Eficiência operacional na rota transpacífica

O serviço FIL2 opera com uma frota de 11 embarcações, cada uma com capacidade nominal de 6 mil TEUs. O ciclo completo de navegação totaliza 77 dias, garantindo uma frequência semanal estável que deve movimentar cerca de 2.700 TEUs por escala. Essa regularidade é fundamental para o planejamento das cadeias de suprimentos, permitindo que exportadores de commodities e importadores de insumos industriais tenham maior previsibilidade em suas operações logísticas.

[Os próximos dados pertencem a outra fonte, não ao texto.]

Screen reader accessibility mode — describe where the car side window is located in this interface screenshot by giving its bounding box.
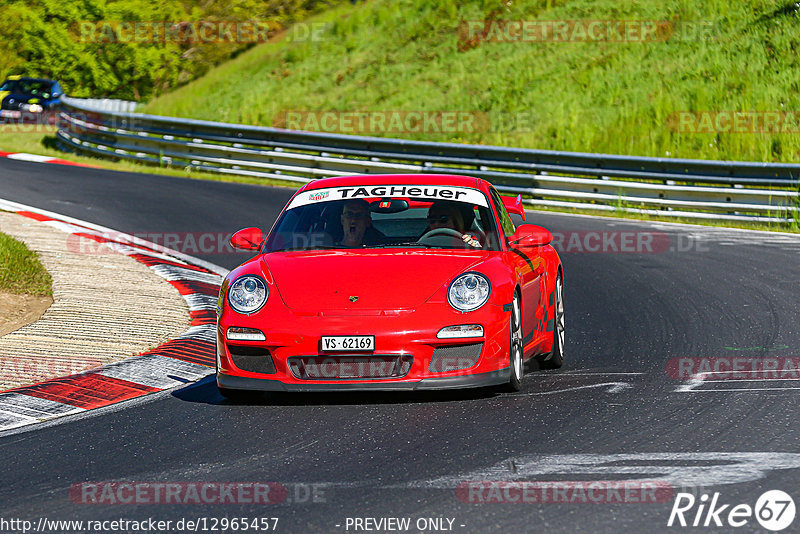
[489,187,516,237]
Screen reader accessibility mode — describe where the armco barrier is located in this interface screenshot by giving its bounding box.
[57,97,800,221]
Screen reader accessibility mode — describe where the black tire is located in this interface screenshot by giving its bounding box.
[539,273,566,369]
[501,293,525,393]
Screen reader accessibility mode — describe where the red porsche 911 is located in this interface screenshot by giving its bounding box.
[212,175,564,397]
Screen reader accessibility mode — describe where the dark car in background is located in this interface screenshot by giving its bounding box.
[0,76,64,119]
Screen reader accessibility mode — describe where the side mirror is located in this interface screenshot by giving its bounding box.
[500,195,525,221]
[508,224,553,247]
[231,227,264,250]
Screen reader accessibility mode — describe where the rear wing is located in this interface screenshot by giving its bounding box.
[500,195,525,221]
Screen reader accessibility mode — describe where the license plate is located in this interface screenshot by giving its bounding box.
[322,336,375,351]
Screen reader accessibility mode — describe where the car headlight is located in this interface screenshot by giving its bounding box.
[447,273,492,312]
[228,274,269,314]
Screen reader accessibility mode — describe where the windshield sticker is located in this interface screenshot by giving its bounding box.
[288,185,489,209]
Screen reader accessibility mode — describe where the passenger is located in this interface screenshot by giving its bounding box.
[423,200,482,248]
[425,201,464,234]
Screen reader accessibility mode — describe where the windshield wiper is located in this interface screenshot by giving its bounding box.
[272,245,352,252]
[367,241,450,248]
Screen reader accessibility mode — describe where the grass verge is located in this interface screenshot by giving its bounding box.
[6,130,800,233]
[0,233,53,296]
[143,0,800,162]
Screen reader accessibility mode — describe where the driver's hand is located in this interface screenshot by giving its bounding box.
[461,234,481,248]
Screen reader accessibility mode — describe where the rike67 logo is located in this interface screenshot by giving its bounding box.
[667,490,795,532]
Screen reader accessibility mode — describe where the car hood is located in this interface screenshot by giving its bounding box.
[261,250,488,313]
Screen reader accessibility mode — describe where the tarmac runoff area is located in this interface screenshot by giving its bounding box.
[0,212,190,391]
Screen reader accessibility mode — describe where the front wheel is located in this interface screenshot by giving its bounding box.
[541,273,565,369]
[503,293,525,392]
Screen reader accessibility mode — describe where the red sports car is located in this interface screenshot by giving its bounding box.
[212,175,564,397]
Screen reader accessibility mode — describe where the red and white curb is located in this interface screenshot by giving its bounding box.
[0,199,227,431]
[0,150,100,169]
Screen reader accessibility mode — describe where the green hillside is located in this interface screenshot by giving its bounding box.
[0,0,341,100]
[145,0,800,161]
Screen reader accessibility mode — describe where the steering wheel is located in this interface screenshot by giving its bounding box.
[417,228,462,242]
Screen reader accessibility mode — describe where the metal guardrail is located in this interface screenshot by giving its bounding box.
[61,96,139,113]
[57,98,800,221]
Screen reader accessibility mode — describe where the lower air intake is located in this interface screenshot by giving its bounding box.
[288,355,413,380]
[428,343,483,373]
[228,345,275,375]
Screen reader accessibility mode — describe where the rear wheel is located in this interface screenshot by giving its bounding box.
[541,273,565,369]
[503,293,525,392]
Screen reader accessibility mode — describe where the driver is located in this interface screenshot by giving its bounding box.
[340,198,386,248]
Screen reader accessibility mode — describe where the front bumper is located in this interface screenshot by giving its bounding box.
[217,303,511,391]
[217,367,510,392]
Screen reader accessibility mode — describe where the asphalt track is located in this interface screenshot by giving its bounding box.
[0,160,800,532]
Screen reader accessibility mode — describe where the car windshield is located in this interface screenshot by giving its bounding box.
[265,185,499,252]
[0,80,52,98]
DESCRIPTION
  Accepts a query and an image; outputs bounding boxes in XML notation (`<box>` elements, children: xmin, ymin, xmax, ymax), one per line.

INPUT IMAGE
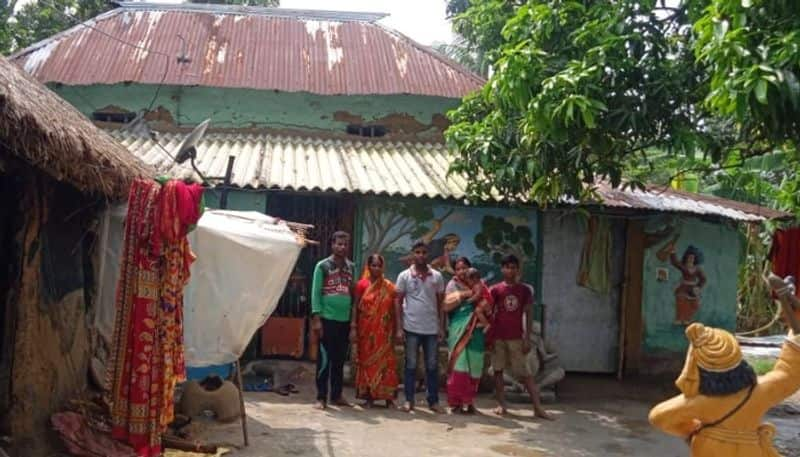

A escolha do Tecon Santos para este serviço reflete a adequação técnica do terminal em lidar com fluxos intensos e navios de grande porte. A infraestrutura robusta permite que a integração entre a HMM e a ONE ocorra sem prejuízos ao tempo de permanência no porto, um fator determinante para a competitividade dos fretes marítimos. Ao consolidar essa conexão, o porto de Santos reforça seu papel como principal hub da América Latina, atraindo navios que antes poderiam priorizar rotas alternativas.

Investimentos atraem grandes armadores mundiais

Segundo Danilo Ramos, Diretor Comercial de Operações da Santos Brasil, a chegada do FIL2 é o resultado direto de investimentos contínuos na modernização e expansão da capacidade do terminal. A confiança depositada por armadores globais na infraestrutura brasileira demonstra que a especialização técnica e a eficiência operacional são os diferenciais na retenção de serviços de alto valor agregado. Para o mercado, isso significa uma maior diversidade de opções e preços mais competitivos devido à oferta ampliada de capacidade.

Além do ganho imediato no volume de carga, a parceria sinaliza um amadurecimento das relações comerciais entre Brasil e os mercados asiáticos. O aumento da conectividade marítima facilita a inserção de produtos brasileiros em mercados exigentes, ao mesmo tempo em que garante o suprimento de componentes essenciais para a indústria nacional. A coordenação entre diferentes terminais da Santos Brasil, como Imbituba e Vila do Conde, também fortalece a rede logística interna, permitindo uma distribuição de carga mais equilibrada pelo litoral brasileiro.

A consolidação de serviços como o FIL2 evidencia que, mesmo diante de entraves históricos de infraestrutura e burocracia, o setor portuário brasileiro demonstra resiliência e capacidade de evolução tecnológica. A integração de novas rotas internacionais é um passo fundamental para sustentar o crescimento econômico, mostrando que a modernização dos terminais é o caminho para inserir o Brasil definitivamente nas principais artérias do comércio global. Perspectivas futuras indicam que a continuidade de aportes em automação e expansão será o motor para superar desafios logísticos e garantir que o país permaneça competitivo frente às demandas internacionais.